La couverture de l’oeuvre, soulignant subtilement la notion de réécriture. Crédits photo : DOSTERT Chloé.

Sandra Newman s’empare de Big Brother

            Le 29 août est paru Julia, dernier roman de Sandra Newman et brillante réécriture de 1984… D’un point de vue féminin. 1984 est sans conteste l’une des œuvres les plus marquantes du xxe siècle. Qui n’a jamais frissonné devant les mots de George Orwell, déjà criants de vérité ? Qui n’a jamais frémi face à la si célèbre devise « La guerre c’est la paix » ?

Cette rentrée littéraire nous offre l’opportunité de replonger dans la terrible société de Big Brother. Mais cette fois-ci, ce n’est plus Winston Smith qui nous guide, mais son amante, l’intrépide Julia Worthing.

 

Une relecture officielle

            Chez George Orwell, Julia était l’amante de Winston Smith, dont on savait très peu de chose. Elle était l’unique personnage féminin et pourtant, elle restait constamment en second plan. Chez Sandra Newman, elle prend toute sa place et nous livre enfin sa version de l’histoire, de sa rencontre avec Winston Smith au ministère de l’Amour, en passant par ses souvenirs dans les zones rurales.

            Il en fallait du courage, pour reprendre un tel monument de la littérature.
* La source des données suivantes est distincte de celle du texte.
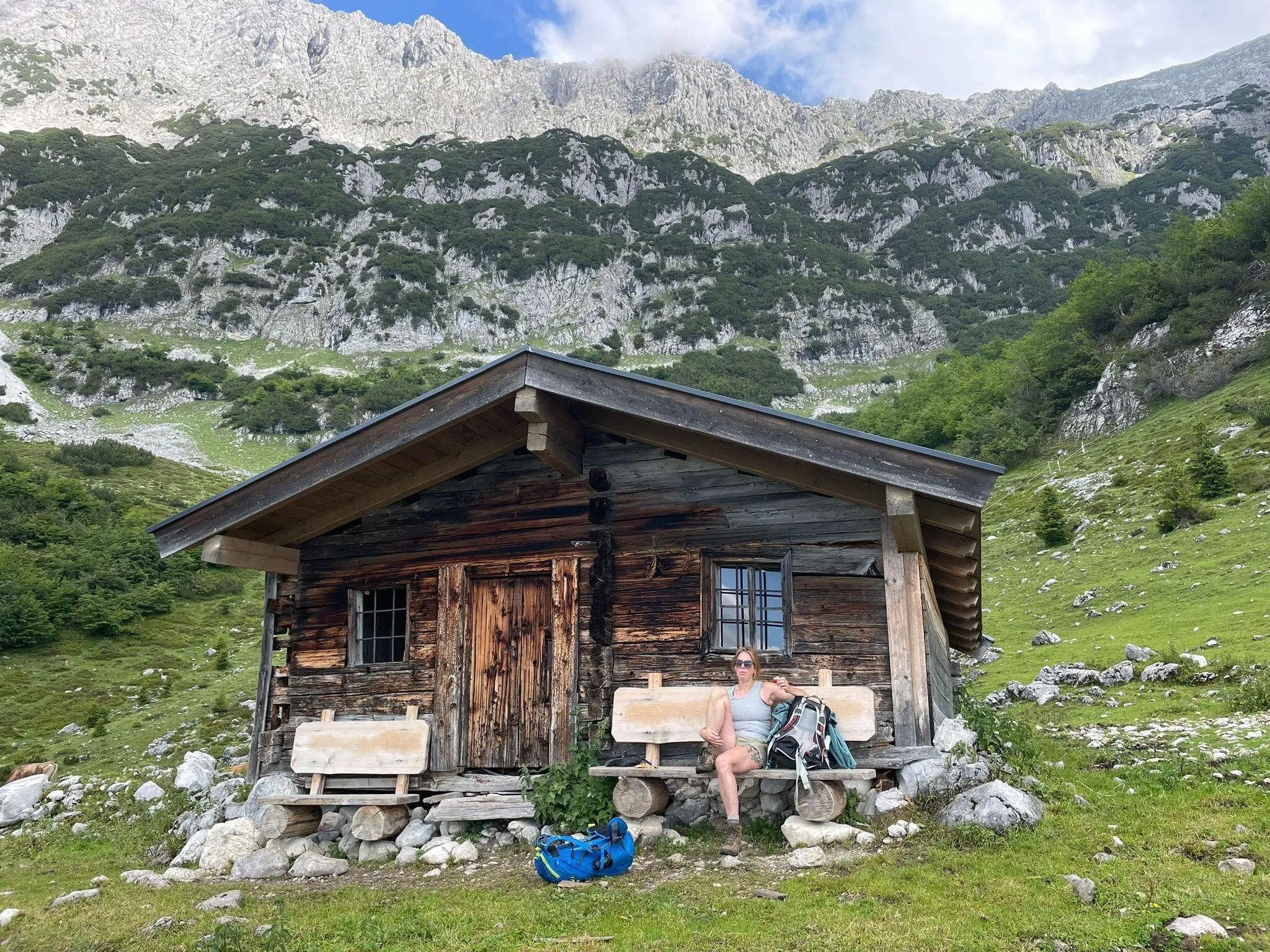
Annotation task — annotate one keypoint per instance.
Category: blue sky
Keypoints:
(814, 48)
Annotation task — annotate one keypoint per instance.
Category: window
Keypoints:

Et il en fallait encore plus pour accepter la proposition des ayants droits d’Orwell : faire de Julia la version féminine officielle. Pendant de longues années, ils ont essuyé les critiques du lectorat et en particulier des lectrices, suite au traitement de Julia. Désireux de répondre aux attentes du public, ils se sont mis en quête d’un auteur et d’une autrice afin de rectifier le tir avant l’entrée de 1984 dans le domaine public.
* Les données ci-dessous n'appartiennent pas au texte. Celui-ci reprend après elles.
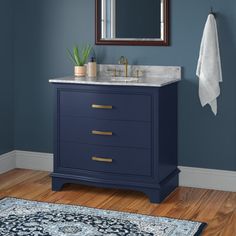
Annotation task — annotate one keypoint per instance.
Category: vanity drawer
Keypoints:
(105, 132)
(105, 159)
(105, 106)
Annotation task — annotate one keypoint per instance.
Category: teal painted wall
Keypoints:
(45, 28)
(6, 78)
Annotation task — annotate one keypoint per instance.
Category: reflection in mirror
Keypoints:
(132, 22)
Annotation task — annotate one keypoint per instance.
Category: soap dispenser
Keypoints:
(92, 68)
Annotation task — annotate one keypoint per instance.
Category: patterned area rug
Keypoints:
(22, 217)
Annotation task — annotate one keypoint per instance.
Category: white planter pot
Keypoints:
(80, 71)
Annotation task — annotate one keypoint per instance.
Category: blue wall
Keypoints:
(45, 28)
(6, 77)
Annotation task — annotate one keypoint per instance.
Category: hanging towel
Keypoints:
(209, 69)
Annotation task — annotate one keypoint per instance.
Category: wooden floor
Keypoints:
(216, 208)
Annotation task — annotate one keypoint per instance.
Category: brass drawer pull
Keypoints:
(95, 106)
(101, 159)
(105, 133)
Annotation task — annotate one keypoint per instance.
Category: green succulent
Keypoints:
(79, 56)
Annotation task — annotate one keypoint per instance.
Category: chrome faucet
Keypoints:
(124, 61)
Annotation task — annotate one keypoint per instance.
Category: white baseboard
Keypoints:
(189, 176)
(34, 160)
(7, 162)
(208, 178)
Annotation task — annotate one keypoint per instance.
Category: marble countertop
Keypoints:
(102, 80)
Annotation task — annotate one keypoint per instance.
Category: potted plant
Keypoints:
(79, 58)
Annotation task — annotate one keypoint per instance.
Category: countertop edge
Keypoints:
(61, 81)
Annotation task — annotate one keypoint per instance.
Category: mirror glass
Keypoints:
(132, 22)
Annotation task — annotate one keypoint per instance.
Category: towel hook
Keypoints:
(212, 11)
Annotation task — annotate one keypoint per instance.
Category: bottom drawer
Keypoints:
(130, 161)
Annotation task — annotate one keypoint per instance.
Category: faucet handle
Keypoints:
(123, 60)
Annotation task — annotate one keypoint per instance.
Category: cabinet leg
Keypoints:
(57, 184)
(154, 195)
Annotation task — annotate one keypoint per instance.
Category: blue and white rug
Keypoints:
(22, 217)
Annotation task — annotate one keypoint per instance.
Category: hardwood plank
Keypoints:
(217, 208)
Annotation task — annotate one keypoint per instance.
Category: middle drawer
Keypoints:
(105, 132)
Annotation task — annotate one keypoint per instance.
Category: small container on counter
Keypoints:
(92, 68)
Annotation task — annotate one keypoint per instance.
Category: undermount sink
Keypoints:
(124, 79)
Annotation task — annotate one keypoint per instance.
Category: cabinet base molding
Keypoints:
(189, 176)
(156, 193)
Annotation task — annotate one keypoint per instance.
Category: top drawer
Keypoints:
(105, 106)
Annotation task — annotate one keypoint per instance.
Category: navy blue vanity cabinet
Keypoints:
(116, 136)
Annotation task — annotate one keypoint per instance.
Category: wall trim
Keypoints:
(189, 176)
(34, 160)
(7, 162)
(208, 178)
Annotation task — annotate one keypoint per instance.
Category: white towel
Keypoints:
(209, 65)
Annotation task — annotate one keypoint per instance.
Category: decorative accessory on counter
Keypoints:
(23, 217)
(79, 58)
(92, 68)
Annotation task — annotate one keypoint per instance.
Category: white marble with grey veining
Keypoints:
(150, 76)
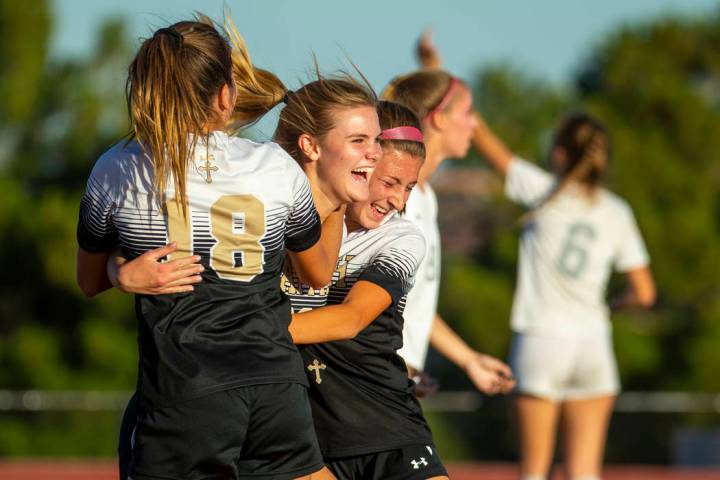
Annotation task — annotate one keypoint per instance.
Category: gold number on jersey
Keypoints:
(237, 224)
            Leur dévolu s’est porté sur Sandra Newman en raison de ses positions féministes – en atteste son roman The Men – et son admiration pour Orwell. Un choix pour le moins judicieux…

 

Entre fidélité et innovation

            Ce qui frappe immédiatement dans Julia, c’est le savant équilibre entre respect de l’original et ajouts novateurs. Newman exploite toutes les zones d’ombre possible sans jamais dénaturer l’œuvre orwellienne. Elle ne se contente pas de réécrire : elle complète. De l’Angsoc à la novlangue, elle reprend toutes les singularités de 1984 et parvient même à le dépasser avec une justesse rare. Le suspens est très bien calculé et chaque ajout a un réel apport narratif. Les questions esquissées par Orwell trouvent enfin leurs réponses : que se passe-t-il en dehors de Londres ? Qui sont vraiment les prolétaires ? Et surtout, comment survivent les femmes ?
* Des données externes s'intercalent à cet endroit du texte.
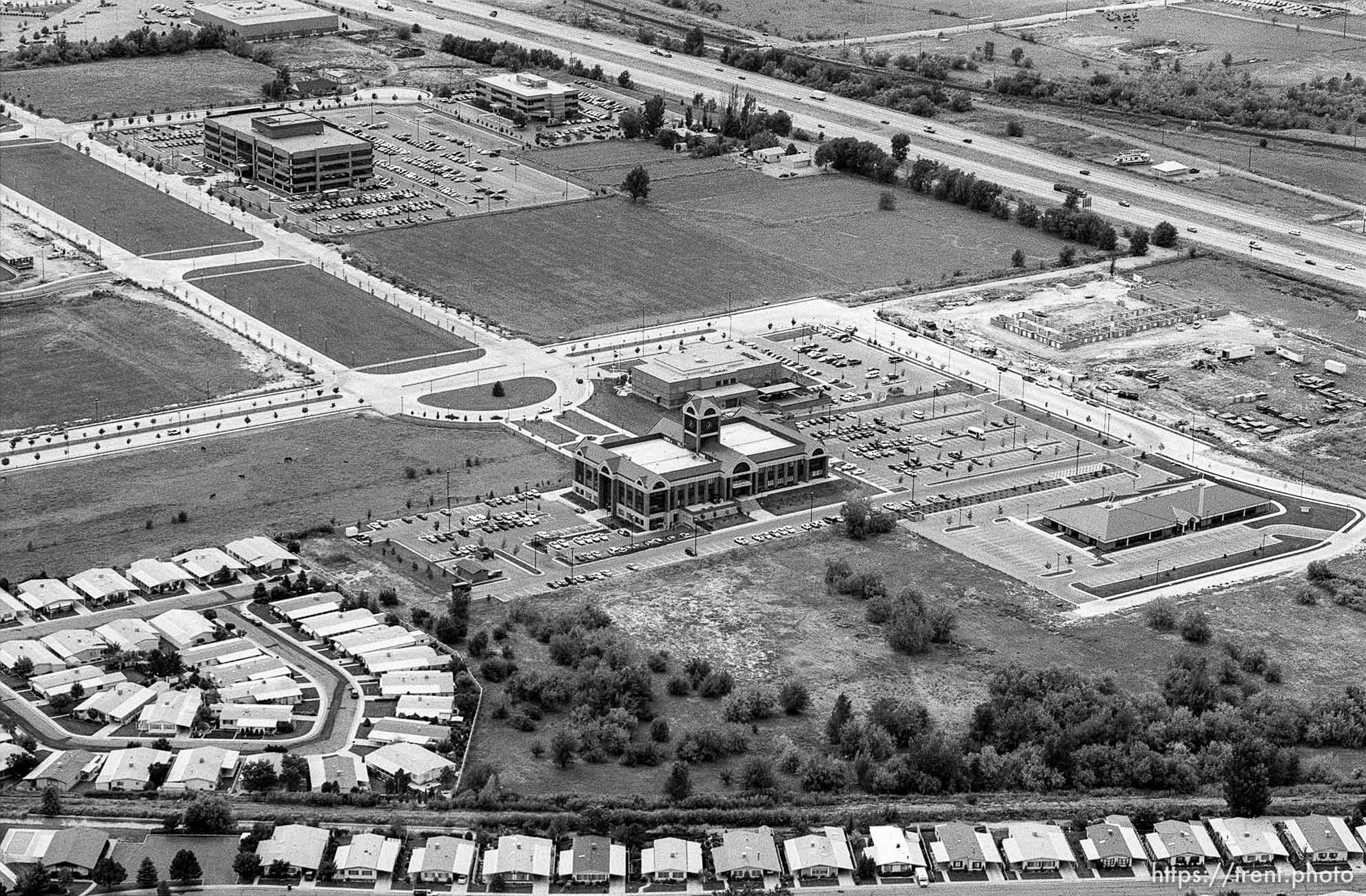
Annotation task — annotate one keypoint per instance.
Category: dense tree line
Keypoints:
(137, 43)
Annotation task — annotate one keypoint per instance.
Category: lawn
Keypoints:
(116, 208)
(765, 615)
(480, 398)
(695, 246)
(239, 485)
(329, 316)
(136, 86)
(115, 346)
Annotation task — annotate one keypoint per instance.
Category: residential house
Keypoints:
(592, 859)
(894, 850)
(746, 854)
(422, 766)
(1112, 846)
(520, 859)
(1037, 847)
(673, 861)
(1247, 842)
(183, 627)
(367, 857)
(115, 705)
(157, 577)
(48, 597)
(65, 769)
(260, 553)
(301, 847)
(432, 708)
(819, 855)
(400, 683)
(65, 680)
(101, 585)
(130, 769)
(171, 713)
(343, 771)
(76, 646)
(201, 769)
(959, 847)
(260, 719)
(36, 652)
(443, 861)
(129, 634)
(210, 566)
(1181, 844)
(1323, 840)
(76, 850)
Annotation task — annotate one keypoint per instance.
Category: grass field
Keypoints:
(764, 615)
(137, 86)
(698, 243)
(118, 347)
(480, 398)
(236, 485)
(329, 316)
(114, 207)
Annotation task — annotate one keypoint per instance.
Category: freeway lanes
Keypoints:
(1221, 224)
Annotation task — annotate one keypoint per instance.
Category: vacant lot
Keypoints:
(764, 613)
(329, 316)
(114, 207)
(121, 347)
(697, 245)
(234, 485)
(480, 398)
(121, 88)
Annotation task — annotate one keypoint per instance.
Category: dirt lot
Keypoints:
(339, 320)
(128, 349)
(735, 235)
(114, 207)
(137, 86)
(235, 485)
(765, 616)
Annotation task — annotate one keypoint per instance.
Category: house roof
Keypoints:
(746, 850)
(895, 846)
(100, 582)
(1152, 511)
(369, 851)
(673, 854)
(1181, 837)
(301, 846)
(1112, 842)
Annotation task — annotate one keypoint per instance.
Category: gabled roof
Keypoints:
(673, 854)
(746, 850)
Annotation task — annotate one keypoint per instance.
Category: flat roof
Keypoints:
(748, 439)
(660, 455)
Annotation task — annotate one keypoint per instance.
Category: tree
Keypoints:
(210, 815)
(108, 873)
(148, 875)
(246, 865)
(637, 183)
(258, 776)
(840, 713)
(652, 115)
(901, 147)
(694, 43)
(1247, 779)
(680, 786)
(185, 866)
(1164, 235)
(51, 804)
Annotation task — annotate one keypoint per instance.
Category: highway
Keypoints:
(1219, 223)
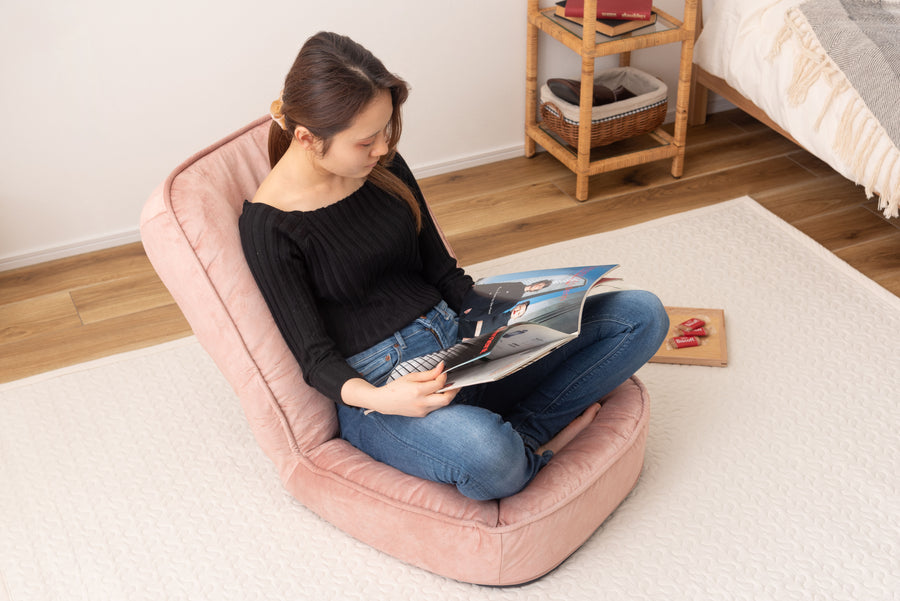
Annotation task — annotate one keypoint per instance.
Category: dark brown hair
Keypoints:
(332, 79)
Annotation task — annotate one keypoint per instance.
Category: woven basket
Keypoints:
(611, 122)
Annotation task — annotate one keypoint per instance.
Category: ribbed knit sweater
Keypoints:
(342, 278)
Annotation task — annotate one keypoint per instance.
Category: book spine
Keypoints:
(576, 9)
            Plus qu’une simple relecture, Julia se place comme un companion book, qui doit se lire en tandem avec 1984. Il s’agit de la seconde moitié de l’histoire, celle qui nous éclaire enfin sur le destin des femmes sous un tel régime. Diabolisation de la sexualité et de l’avortement, glorification du rôle de mère, contrôle du corps, restrictions dans le monde professionnel, conséquences de la guerre… Tant de problématiques qui manquaient cruellement au roman original et qui sont magnifiquement portées par Julia.

 

Julia, une résistante à contre-courant

            La véritable force du roman n’est autre que sa protagoniste. Pas tout à fait une héroïne, à la fois victime et bourreau, Julia souffle un vent de fraîcheur sur l’intrigue sombre et pessimiste de 1984. Avec son cynisme assumé et sa bonne humeur contagieuse, la jeune femme est à des années-lumière de Winston. Elle est à la fois un esprit rebelle qui souhaite s’abroger du rôle qu’on lui impose et une citoyenne endoctrinée, qui n’a cure de la situation dramatique de la société.

            Julia est ainsi profondément humaine, ce qui crée de la proximité avec le lecteur. Il est facile de s’identifier à elle, notamment en tant que femme. Elle navigue dans un monde patriarcal à la seule force de ses ruses, n’hésitant pas à se moquer des hommes qu’elle rencontre avec une grande ironie. Et derrière ses remarques cinglantes, c’est bien sûr l’autrice qui s’exprime.

            Julia rit, ment, aime, déteste librement, au gré de ses humeurs et de ses envies. Elle s’émancipe de sa condition d’amante et devient enfin un personnage à part entière, celui qui manquait pour déployer toute la puissance de 1984. Personne d’autre n’aurait pu assumer un tel récit et personne d’autre n’aurait pu délivrer une fin si magistrale. Julia est le visage d’une relecture totalement réussie.

 

Julia de Sandra Newman, Robert Laffont, 2024.